Да, как же я забыл, главное упустил. Ведь кроме видения мне и голос был, с его напутствием жил. Мол, крепись, будет и у тебя праздник. А голосок изнутри:

— И опять не всё вспомнил. Самый конец припомни.

Ах, да, и сказал мне тогда голос на прощание: «Счастье — это когда с милой женушкой после сытного обеда спелый арбуз ешь».

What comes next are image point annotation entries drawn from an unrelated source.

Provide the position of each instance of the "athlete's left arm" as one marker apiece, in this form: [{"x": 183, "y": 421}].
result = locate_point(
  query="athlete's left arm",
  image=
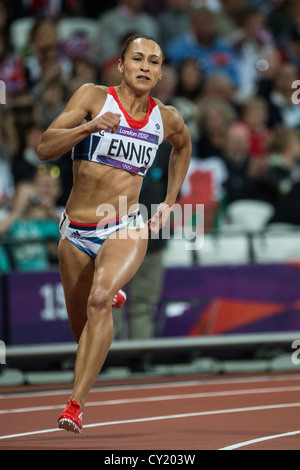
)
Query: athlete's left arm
[{"x": 178, "y": 135}]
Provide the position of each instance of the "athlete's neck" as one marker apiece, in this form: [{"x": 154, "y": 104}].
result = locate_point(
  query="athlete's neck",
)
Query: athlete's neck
[{"x": 135, "y": 105}]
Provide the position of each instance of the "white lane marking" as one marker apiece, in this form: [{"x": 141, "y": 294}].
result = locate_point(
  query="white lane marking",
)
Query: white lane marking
[
  {"x": 193, "y": 383},
  {"x": 259, "y": 439},
  {"x": 162, "y": 418},
  {"x": 126, "y": 401}
]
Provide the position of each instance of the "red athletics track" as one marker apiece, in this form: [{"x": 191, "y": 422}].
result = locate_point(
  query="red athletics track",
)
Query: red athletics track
[{"x": 203, "y": 413}]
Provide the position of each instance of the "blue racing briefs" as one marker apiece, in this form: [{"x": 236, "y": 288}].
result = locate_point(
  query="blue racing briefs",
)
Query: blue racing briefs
[{"x": 90, "y": 237}]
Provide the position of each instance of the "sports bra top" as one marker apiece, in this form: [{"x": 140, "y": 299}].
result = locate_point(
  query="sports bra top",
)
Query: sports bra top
[{"x": 132, "y": 147}]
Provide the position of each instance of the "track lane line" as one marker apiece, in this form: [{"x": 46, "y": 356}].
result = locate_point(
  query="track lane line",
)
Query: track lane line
[
  {"x": 162, "y": 418},
  {"x": 259, "y": 439},
  {"x": 179, "y": 384},
  {"x": 127, "y": 401}
]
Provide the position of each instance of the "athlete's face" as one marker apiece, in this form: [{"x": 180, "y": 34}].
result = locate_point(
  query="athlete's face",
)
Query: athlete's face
[{"x": 142, "y": 65}]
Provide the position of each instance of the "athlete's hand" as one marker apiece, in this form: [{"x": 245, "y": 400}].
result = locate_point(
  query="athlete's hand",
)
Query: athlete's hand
[
  {"x": 160, "y": 218},
  {"x": 108, "y": 122}
]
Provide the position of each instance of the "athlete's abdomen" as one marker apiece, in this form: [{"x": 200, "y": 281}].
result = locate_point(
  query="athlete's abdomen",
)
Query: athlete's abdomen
[{"x": 100, "y": 187}]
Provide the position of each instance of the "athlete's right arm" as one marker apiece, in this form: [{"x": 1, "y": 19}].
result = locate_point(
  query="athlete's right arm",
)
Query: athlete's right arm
[{"x": 67, "y": 129}]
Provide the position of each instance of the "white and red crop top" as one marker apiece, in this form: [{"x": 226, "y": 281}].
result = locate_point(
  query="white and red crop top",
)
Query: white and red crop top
[{"x": 132, "y": 147}]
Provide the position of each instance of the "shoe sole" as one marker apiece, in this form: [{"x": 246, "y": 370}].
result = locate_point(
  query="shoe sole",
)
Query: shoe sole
[{"x": 69, "y": 425}]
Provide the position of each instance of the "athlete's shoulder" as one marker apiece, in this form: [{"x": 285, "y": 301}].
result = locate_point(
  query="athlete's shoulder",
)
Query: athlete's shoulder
[
  {"x": 171, "y": 117},
  {"x": 90, "y": 89}
]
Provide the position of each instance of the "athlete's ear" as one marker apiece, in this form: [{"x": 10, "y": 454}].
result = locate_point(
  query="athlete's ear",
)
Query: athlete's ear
[{"x": 120, "y": 66}]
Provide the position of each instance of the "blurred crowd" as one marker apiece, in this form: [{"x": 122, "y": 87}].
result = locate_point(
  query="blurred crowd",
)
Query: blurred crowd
[{"x": 232, "y": 69}]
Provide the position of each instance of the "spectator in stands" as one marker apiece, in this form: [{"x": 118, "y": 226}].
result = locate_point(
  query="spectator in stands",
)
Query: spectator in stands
[
  {"x": 283, "y": 176},
  {"x": 26, "y": 161},
  {"x": 12, "y": 71},
  {"x": 251, "y": 43},
  {"x": 243, "y": 180},
  {"x": 254, "y": 113},
  {"x": 52, "y": 101},
  {"x": 187, "y": 94},
  {"x": 173, "y": 20},
  {"x": 47, "y": 60},
  {"x": 215, "y": 118},
  {"x": 27, "y": 224},
  {"x": 281, "y": 109},
  {"x": 6, "y": 176},
  {"x": 291, "y": 50},
  {"x": 127, "y": 17},
  {"x": 281, "y": 20},
  {"x": 203, "y": 44},
  {"x": 229, "y": 16}
]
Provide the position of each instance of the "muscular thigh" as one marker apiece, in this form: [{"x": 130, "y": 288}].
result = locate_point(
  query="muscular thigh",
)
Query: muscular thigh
[
  {"x": 76, "y": 273},
  {"x": 119, "y": 258}
]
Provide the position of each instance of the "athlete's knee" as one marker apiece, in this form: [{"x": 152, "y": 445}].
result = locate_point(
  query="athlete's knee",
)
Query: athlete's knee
[{"x": 99, "y": 303}]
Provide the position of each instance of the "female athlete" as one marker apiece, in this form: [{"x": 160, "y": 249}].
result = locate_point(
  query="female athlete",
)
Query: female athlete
[{"x": 113, "y": 134}]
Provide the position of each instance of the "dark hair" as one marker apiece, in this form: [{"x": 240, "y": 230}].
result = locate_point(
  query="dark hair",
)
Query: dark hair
[{"x": 129, "y": 39}]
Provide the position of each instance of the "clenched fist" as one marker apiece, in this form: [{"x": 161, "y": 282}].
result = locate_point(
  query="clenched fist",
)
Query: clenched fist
[{"x": 108, "y": 122}]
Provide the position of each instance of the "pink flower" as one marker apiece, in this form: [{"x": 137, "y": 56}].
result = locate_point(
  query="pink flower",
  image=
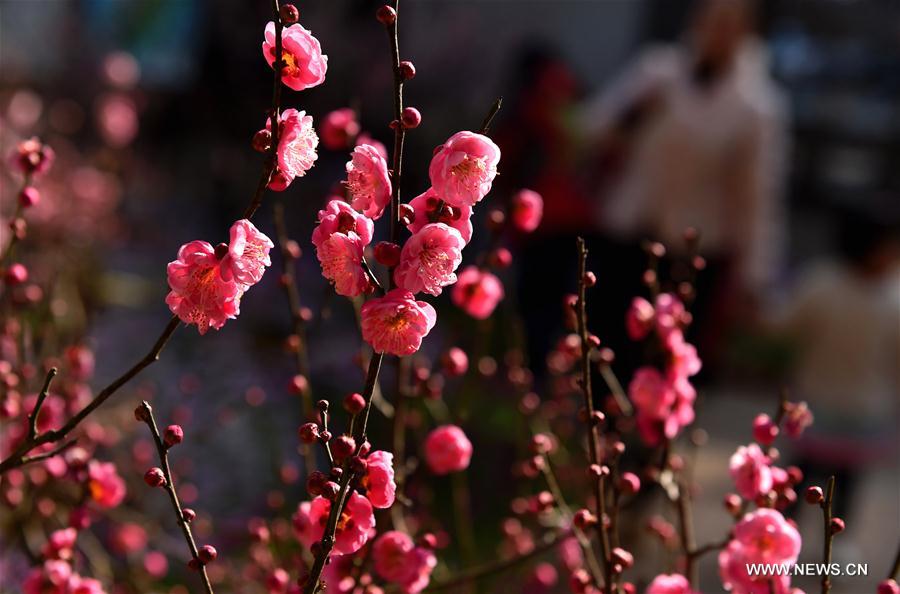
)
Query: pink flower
[
  {"x": 763, "y": 536},
  {"x": 396, "y": 323},
  {"x": 341, "y": 258},
  {"x": 304, "y": 64},
  {"x": 463, "y": 168},
  {"x": 670, "y": 584},
  {"x": 398, "y": 560},
  {"x": 447, "y": 449},
  {"x": 749, "y": 468},
  {"x": 338, "y": 128},
  {"x": 477, "y": 292},
  {"x": 526, "y": 210},
  {"x": 32, "y": 157},
  {"x": 427, "y": 210},
  {"x": 639, "y": 318},
  {"x": 199, "y": 295},
  {"x": 354, "y": 526},
  {"x": 297, "y": 142},
  {"x": 684, "y": 361},
  {"x": 379, "y": 479},
  {"x": 340, "y": 217},
  {"x": 429, "y": 259},
  {"x": 106, "y": 486},
  {"x": 368, "y": 181},
  {"x": 670, "y": 313},
  {"x": 248, "y": 254}
]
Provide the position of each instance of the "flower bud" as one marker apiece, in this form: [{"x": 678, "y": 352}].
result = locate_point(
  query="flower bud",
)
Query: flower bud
[
  {"x": 309, "y": 433},
  {"x": 174, "y": 435},
  {"x": 262, "y": 141},
  {"x": 29, "y": 197},
  {"x": 407, "y": 70},
  {"x": 387, "y": 253},
  {"x": 354, "y": 403},
  {"x": 342, "y": 447},
  {"x": 289, "y": 14},
  {"x": 814, "y": 496},
  {"x": 386, "y": 15},
  {"x": 155, "y": 477},
  {"x": 411, "y": 117},
  {"x": 207, "y": 554}
]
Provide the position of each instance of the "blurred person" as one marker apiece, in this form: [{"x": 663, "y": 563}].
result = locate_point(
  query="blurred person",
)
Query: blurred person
[
  {"x": 693, "y": 135},
  {"x": 844, "y": 319}
]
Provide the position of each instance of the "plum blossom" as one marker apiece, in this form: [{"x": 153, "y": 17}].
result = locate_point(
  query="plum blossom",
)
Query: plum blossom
[
  {"x": 399, "y": 560},
  {"x": 297, "y": 142},
  {"x": 379, "y": 479},
  {"x": 340, "y": 217},
  {"x": 199, "y": 295},
  {"x": 304, "y": 65},
  {"x": 341, "y": 258},
  {"x": 396, "y": 323},
  {"x": 447, "y": 449},
  {"x": 427, "y": 208},
  {"x": 762, "y": 536},
  {"x": 106, "y": 486},
  {"x": 463, "y": 168},
  {"x": 477, "y": 292},
  {"x": 248, "y": 254},
  {"x": 639, "y": 318},
  {"x": 429, "y": 259},
  {"x": 526, "y": 210},
  {"x": 670, "y": 584},
  {"x": 368, "y": 181},
  {"x": 749, "y": 468},
  {"x": 338, "y": 128},
  {"x": 354, "y": 527}
]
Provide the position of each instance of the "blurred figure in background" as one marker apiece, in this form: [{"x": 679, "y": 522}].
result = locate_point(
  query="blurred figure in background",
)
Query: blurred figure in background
[
  {"x": 844, "y": 320},
  {"x": 692, "y": 135}
]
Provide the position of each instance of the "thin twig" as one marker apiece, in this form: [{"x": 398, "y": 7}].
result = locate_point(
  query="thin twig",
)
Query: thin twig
[
  {"x": 496, "y": 567},
  {"x": 169, "y": 486},
  {"x": 828, "y": 533}
]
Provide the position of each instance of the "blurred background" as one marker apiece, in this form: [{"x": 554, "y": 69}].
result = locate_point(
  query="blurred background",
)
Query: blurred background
[{"x": 772, "y": 127}]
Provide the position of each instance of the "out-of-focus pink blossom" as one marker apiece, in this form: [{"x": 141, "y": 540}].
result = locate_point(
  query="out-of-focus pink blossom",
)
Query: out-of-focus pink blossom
[
  {"x": 399, "y": 560},
  {"x": 396, "y": 323},
  {"x": 463, "y": 168},
  {"x": 762, "y": 536},
  {"x": 354, "y": 527},
  {"x": 427, "y": 209},
  {"x": 340, "y": 217},
  {"x": 447, "y": 449},
  {"x": 670, "y": 584},
  {"x": 429, "y": 259},
  {"x": 338, "y": 128},
  {"x": 368, "y": 181},
  {"x": 199, "y": 295},
  {"x": 297, "y": 142},
  {"x": 379, "y": 479},
  {"x": 526, "y": 210},
  {"x": 248, "y": 254},
  {"x": 304, "y": 65},
  {"x": 32, "y": 157},
  {"x": 639, "y": 318},
  {"x": 106, "y": 486},
  {"x": 341, "y": 258},
  {"x": 477, "y": 292},
  {"x": 749, "y": 468}
]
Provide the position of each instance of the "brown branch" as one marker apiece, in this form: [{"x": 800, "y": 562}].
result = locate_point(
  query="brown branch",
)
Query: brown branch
[
  {"x": 146, "y": 414},
  {"x": 496, "y": 567},
  {"x": 599, "y": 484},
  {"x": 829, "y": 532}
]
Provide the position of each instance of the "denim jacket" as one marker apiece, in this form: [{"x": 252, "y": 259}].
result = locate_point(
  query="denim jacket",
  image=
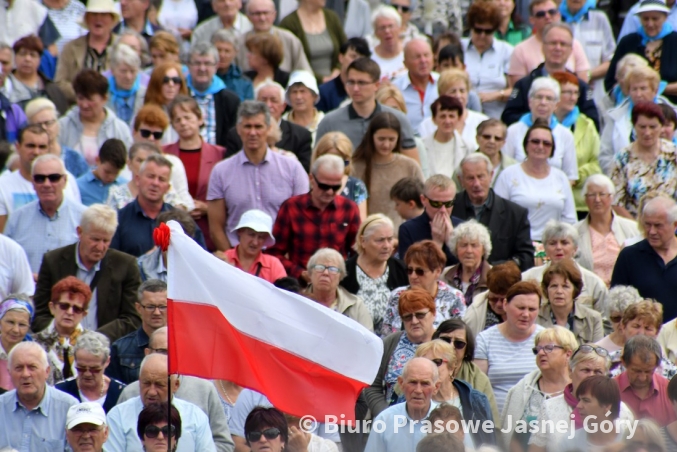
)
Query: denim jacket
[{"x": 126, "y": 355}]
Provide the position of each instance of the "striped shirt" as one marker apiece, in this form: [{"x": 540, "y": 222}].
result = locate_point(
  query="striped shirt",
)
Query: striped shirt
[{"x": 509, "y": 361}]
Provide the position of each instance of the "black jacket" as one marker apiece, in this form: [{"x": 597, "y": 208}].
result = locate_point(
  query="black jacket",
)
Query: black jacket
[
  {"x": 226, "y": 103},
  {"x": 295, "y": 139},
  {"x": 518, "y": 104},
  {"x": 632, "y": 43},
  {"x": 508, "y": 224}
]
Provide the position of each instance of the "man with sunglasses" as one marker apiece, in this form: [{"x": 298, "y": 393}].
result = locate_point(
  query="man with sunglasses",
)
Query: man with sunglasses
[{"x": 319, "y": 219}]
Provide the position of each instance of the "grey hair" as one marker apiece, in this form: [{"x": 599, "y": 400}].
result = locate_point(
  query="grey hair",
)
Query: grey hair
[
  {"x": 48, "y": 158},
  {"x": 100, "y": 217},
  {"x": 599, "y": 179},
  {"x": 385, "y": 12},
  {"x": 95, "y": 343},
  {"x": 251, "y": 108},
  {"x": 123, "y": 54},
  {"x": 621, "y": 297},
  {"x": 204, "y": 48},
  {"x": 557, "y": 230},
  {"x": 152, "y": 286},
  {"x": 545, "y": 83},
  {"x": 642, "y": 347},
  {"x": 25, "y": 347},
  {"x": 471, "y": 230},
  {"x": 475, "y": 157},
  {"x": 330, "y": 162},
  {"x": 329, "y": 254}
]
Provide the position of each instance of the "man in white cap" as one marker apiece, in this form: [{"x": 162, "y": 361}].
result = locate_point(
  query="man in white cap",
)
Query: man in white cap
[
  {"x": 255, "y": 231},
  {"x": 86, "y": 428},
  {"x": 302, "y": 96}
]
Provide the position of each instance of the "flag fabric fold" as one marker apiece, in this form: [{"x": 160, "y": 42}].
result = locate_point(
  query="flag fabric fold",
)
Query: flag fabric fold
[{"x": 226, "y": 324}]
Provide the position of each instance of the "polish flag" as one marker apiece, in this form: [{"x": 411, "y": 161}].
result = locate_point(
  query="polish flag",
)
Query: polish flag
[{"x": 226, "y": 324}]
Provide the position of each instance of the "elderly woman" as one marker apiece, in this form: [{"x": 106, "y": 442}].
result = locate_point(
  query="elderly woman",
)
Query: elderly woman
[
  {"x": 416, "y": 307},
  {"x": 326, "y": 269},
  {"x": 43, "y": 112},
  {"x": 642, "y": 84},
  {"x": 473, "y": 404},
  {"x": 487, "y": 308},
  {"x": 254, "y": 231},
  {"x": 16, "y": 314},
  {"x": 562, "y": 284},
  {"x": 648, "y": 164},
  {"x": 536, "y": 185},
  {"x": 68, "y": 305},
  {"x": 553, "y": 347},
  {"x": 337, "y": 143},
  {"x": 503, "y": 350},
  {"x": 602, "y": 233},
  {"x": 126, "y": 93},
  {"x": 92, "y": 357},
  {"x": 425, "y": 262},
  {"x": 655, "y": 41},
  {"x": 543, "y": 97},
  {"x": 620, "y": 298},
  {"x": 86, "y": 126},
  {"x": 155, "y": 433},
  {"x": 227, "y": 42},
  {"x": 373, "y": 273},
  {"x": 471, "y": 244},
  {"x": 265, "y": 53},
  {"x": 560, "y": 241},
  {"x": 457, "y": 334},
  {"x": 488, "y": 76}
]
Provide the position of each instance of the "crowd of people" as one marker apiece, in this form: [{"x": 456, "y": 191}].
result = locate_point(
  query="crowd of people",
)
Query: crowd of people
[{"x": 489, "y": 186}]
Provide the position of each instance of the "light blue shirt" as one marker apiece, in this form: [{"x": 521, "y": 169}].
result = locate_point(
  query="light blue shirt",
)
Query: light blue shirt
[
  {"x": 196, "y": 436},
  {"x": 386, "y": 439},
  {"x": 417, "y": 110},
  {"x": 45, "y": 233},
  {"x": 42, "y": 429}
]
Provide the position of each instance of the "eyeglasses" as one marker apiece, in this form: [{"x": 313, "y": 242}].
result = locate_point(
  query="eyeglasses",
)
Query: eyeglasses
[
  {"x": 41, "y": 178},
  {"x": 145, "y": 133},
  {"x": 269, "y": 433},
  {"x": 546, "y": 348},
  {"x": 538, "y": 142},
  {"x": 411, "y": 315},
  {"x": 457, "y": 343},
  {"x": 439, "y": 204},
  {"x": 548, "y": 12},
  {"x": 66, "y": 306},
  {"x": 174, "y": 80},
  {"x": 330, "y": 268},
  {"x": 152, "y": 431},
  {"x": 92, "y": 370}
]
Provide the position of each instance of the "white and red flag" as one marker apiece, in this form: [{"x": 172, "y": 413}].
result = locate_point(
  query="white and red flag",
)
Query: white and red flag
[{"x": 227, "y": 324}]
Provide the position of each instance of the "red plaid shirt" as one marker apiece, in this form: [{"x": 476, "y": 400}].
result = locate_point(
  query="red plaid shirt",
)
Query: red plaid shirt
[{"x": 301, "y": 229}]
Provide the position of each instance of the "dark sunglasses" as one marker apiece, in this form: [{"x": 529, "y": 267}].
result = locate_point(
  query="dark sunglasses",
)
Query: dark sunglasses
[
  {"x": 41, "y": 178},
  {"x": 547, "y": 12},
  {"x": 269, "y": 433},
  {"x": 152, "y": 431},
  {"x": 175, "y": 80},
  {"x": 457, "y": 343},
  {"x": 145, "y": 133},
  {"x": 439, "y": 204},
  {"x": 66, "y": 306}
]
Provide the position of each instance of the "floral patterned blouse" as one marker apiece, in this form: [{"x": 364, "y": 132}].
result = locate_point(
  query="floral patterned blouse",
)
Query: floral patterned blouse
[
  {"x": 449, "y": 302},
  {"x": 634, "y": 178}
]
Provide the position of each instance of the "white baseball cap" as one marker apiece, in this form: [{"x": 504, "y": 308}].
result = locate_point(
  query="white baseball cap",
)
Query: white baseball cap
[
  {"x": 259, "y": 221},
  {"x": 85, "y": 413},
  {"x": 305, "y": 78}
]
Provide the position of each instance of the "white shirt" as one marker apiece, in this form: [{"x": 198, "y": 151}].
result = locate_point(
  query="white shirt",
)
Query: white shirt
[{"x": 545, "y": 199}]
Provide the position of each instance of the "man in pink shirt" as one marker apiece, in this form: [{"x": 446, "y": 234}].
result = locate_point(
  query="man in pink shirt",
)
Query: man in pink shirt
[{"x": 529, "y": 53}]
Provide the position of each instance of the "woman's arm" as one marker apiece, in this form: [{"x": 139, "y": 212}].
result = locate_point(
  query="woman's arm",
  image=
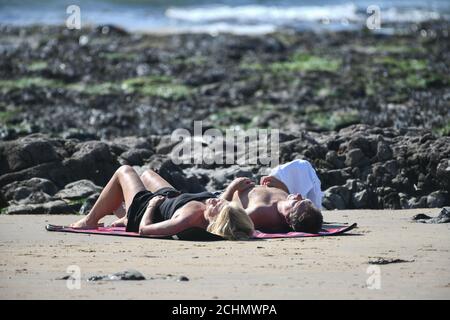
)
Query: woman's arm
[
  {"x": 273, "y": 182},
  {"x": 166, "y": 228},
  {"x": 238, "y": 184}
]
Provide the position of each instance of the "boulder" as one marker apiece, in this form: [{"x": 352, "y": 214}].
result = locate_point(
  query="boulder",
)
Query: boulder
[{"x": 78, "y": 190}]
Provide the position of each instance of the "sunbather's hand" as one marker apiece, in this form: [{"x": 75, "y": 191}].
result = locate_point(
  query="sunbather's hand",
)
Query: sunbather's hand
[
  {"x": 156, "y": 201},
  {"x": 241, "y": 184},
  {"x": 267, "y": 181},
  {"x": 271, "y": 181}
]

Так вот откуда заноза в душе, вот откуда неполнота счастья. Хотя откуда арбуз в зимней России?

И тут звонок в дверь. Иду, и смех разбирает.

— Арбуз принесли?

— Да, вчера какие-то кавказцы вам передать просили.

Закрыл я дверь за соседом — и снова пир. Друг другу куски арбуза в рот засовываем и целоваться не забываем. Совсем сон исполнился, а голосок изнутри:

— А вот и не совсем.

Сейчас-то чего не хватает, ведь всё вспомнил.

— А воти не все.

Потянулся я жену обнять и вспомнил наконец. «Счастье — это когда с милой женушкой после сытного обеда арбуз ешь. А потом любишь её и сына зачинаешь».

Так всё и случилось, как во сне видел да слышал. Вот что бывает, вот что самое-самое в моей жизни.

КИНО И ЖИЗНЬ

Я — киноманка и могу с абсолютной уверенностью сказать, что в 1950-1970 годах не было ни одного фильма, которого я бы не посмотрела. О, поверьте, это тяжёлая работа, из-за кино я поссорилась с матерью, потеряла мужа, осталась без детей. Ах, целлулоидные грезы, ха, сказки для взрослых — вы и были моей настоящей жизнью. По крайней мере в темноте кинозалов я проревела, если и не большую, то лучшую часть жизни. Увы, всё это в прошлом — начиная с 1980 годов мир проснулся от киноснов, и они стали уделом подростков. Впрочем, себя я не осуждаю: время сильней человека, выпавших из времени сжигают на кострах.

А теперь парадокс: познав столько былей и небылиц с экрана, всё же самое-самое я увидела в жизни. Правда, опять же в кинотеатре, хотя где я ещё бывала, ненасытная кинонаркоманка?

...Девушка эта меня возмутила сразу — так бесцеремонно ходила она во время сеанса. Она что-то просила у сидящих в темноте женщин. И почему её терпят?

На следующий день в том же самом кинотеатре я увидела её вновь — те же хождения, те же просьбы — почему её не выведут из зала?

На третий день эту девушку я ждала — она снова внезапно возникла в темноте, и что же в конце концов она просит? Я прислушалась.

— Извините, ради Бога, вы не пройдёте со мной в туалет? Ну, пожалуйста...

Девушка просила не меня — соседку, но в отличие от соседки я её видела в третий раз, и это придало мне злости.

— Вы надоели своими ежедневными хождениями. Вы мешаете смотреть, я вызову милицию.

Девушка поникла, но вот оживилась снова.

— Извините, вы видели меня и вчера? Ну, тогда, пожалуйста, ради Бога, пройдите со мной.

Лучше бы я ей отказала, но что-то в голосе... какая-то боль... Ия с ней пошла—единственная дура из десятков, сотен зрительниц, слышавших её просьбу.

В светлом фойе девушка поникла снова, и что она хочет мне показать?

— Извините, сейчас увидите. Умоляю, не бросайте меня.

Она вошла в туалет, хлопнула дверью, закрылась изнутри на задвижку. Это было уже нахальством — я дёрнула ручку — тишина.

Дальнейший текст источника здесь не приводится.